Il giorno prima dell'apertura si è svolta una conferenza di presentazione dell'evento introdotta dal direttore del Vittoriano Alessandro Nicosia che ha visto la partecipazione, tra gli altri, dell'ambasciatore spagnolo in Italia Alfonso Lucini e della direttrice del Centro studi Daliniani della Fondazione Gala-Salvador Dalì Montse Aguer, grazie alla cui collaborazione è stata realizzata la mostra. Salvador Dalì, "mancava" a Roma dal lontano 1954, ultima occasione in cui fu allestita una mostra dedicata all'artista spagnolo, che in quell'occasione presenziò all'evento.

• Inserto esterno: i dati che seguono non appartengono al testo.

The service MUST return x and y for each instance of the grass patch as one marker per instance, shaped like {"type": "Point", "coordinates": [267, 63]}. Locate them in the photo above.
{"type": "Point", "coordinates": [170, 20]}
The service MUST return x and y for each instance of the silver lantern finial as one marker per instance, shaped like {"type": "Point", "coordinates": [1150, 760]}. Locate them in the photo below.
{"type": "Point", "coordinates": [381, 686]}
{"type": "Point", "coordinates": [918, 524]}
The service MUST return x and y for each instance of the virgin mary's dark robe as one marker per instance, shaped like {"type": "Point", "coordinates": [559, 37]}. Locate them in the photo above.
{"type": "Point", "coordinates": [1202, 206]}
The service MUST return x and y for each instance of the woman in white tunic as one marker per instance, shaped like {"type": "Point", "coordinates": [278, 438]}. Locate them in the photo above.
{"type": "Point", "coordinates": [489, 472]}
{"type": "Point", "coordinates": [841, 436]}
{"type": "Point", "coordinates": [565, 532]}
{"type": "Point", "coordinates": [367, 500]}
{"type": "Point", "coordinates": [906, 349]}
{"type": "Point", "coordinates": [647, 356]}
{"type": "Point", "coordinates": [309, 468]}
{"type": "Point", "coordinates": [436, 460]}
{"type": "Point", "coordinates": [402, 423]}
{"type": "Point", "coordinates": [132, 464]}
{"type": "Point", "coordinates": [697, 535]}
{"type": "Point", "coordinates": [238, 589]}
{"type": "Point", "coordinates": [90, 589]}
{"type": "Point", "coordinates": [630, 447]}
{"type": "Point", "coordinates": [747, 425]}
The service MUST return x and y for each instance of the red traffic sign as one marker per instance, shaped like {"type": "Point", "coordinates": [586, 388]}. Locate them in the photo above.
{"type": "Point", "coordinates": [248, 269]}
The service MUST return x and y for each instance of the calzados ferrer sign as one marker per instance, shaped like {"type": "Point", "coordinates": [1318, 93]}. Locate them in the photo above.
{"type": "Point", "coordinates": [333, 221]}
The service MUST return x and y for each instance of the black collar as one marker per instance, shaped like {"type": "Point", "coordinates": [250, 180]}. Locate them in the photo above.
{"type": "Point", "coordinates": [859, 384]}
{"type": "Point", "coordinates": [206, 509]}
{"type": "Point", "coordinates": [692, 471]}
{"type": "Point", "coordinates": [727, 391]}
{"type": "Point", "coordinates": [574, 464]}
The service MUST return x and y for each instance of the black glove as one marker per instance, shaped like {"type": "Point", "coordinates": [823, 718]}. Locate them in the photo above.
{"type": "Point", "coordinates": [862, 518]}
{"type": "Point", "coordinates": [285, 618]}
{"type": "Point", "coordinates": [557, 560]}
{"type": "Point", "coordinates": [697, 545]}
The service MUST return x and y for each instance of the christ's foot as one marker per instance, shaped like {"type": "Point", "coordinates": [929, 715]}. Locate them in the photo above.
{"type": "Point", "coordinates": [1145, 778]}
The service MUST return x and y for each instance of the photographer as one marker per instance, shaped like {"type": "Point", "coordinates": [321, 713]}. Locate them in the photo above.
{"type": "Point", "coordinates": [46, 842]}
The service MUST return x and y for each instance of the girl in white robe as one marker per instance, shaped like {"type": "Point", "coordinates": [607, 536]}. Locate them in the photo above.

La mostra del Vittoriano vede esibite 103 opere dell'artista catalano oltre a un centinaio di interessanti pubblicazioni; l'evento sarà l'occasione per celebrare il genio artistico di Dalì ma anche un modo per raccontare il suo intenso rapporto con l'Italia.

"Si sentiva l'esigenza di una grande mostra, come merita un artista importante e significativo come Dalì" dice il direttore del Vittoriano Nicosia, "ne è venuta una mostra spettacolare che racconta il Dalì artista, l'uomo e il genio". Il professor Godart, a nome della presidenza della Repubblica dice:" Ogni mostra al Vittoriano è un evento, in questo caso di più perchè celebra l'amicizia tra Italia e Spagna attraverso la figura di un artista che ha segnato un'epoca".

Salvador Dalì - le opere

Alfonso Lucini, ambasciatore spagnolo in Italia, ha ringraziato chi ha reso possibile la mostra definendola "una metafora della vitalità dei rapporti tra Italia e Spagna", seguito dal presidente della Fondazione Gala-Salvador Dalì Ramon Boixados I Male che ha dichiarato: "Per noi è un onore aver organizzato questa mostra nella capitale culturale del mondo, è una delle esposizioni più importanti mai realizzate dal nostro museo".

Intervenuto alla conferenza anche l'assessore alla Famiglia, all'Educazione e ai Giovani De Palo che ha promesso di incentivare la visita alla mostra presso le scuole.

Lea Mattarella, curatrice della mostra, ha parlato di un'esibizione divisa tra la spettacolarizzazione delle opere di Dalì e una ricerca-studio sull'artista unita al suo rapporto con l'Italia. In ultimo la curatrice e direttrice del Centro Studi della Fondazione Gala-Salvador Dalì Montse Aguer che intervenendo, ha definito la mostra un autoritratto dell'artista Dalì incentrato sul suo rapporto con l'Italia e il confronto con la tradizione pittorica italiana.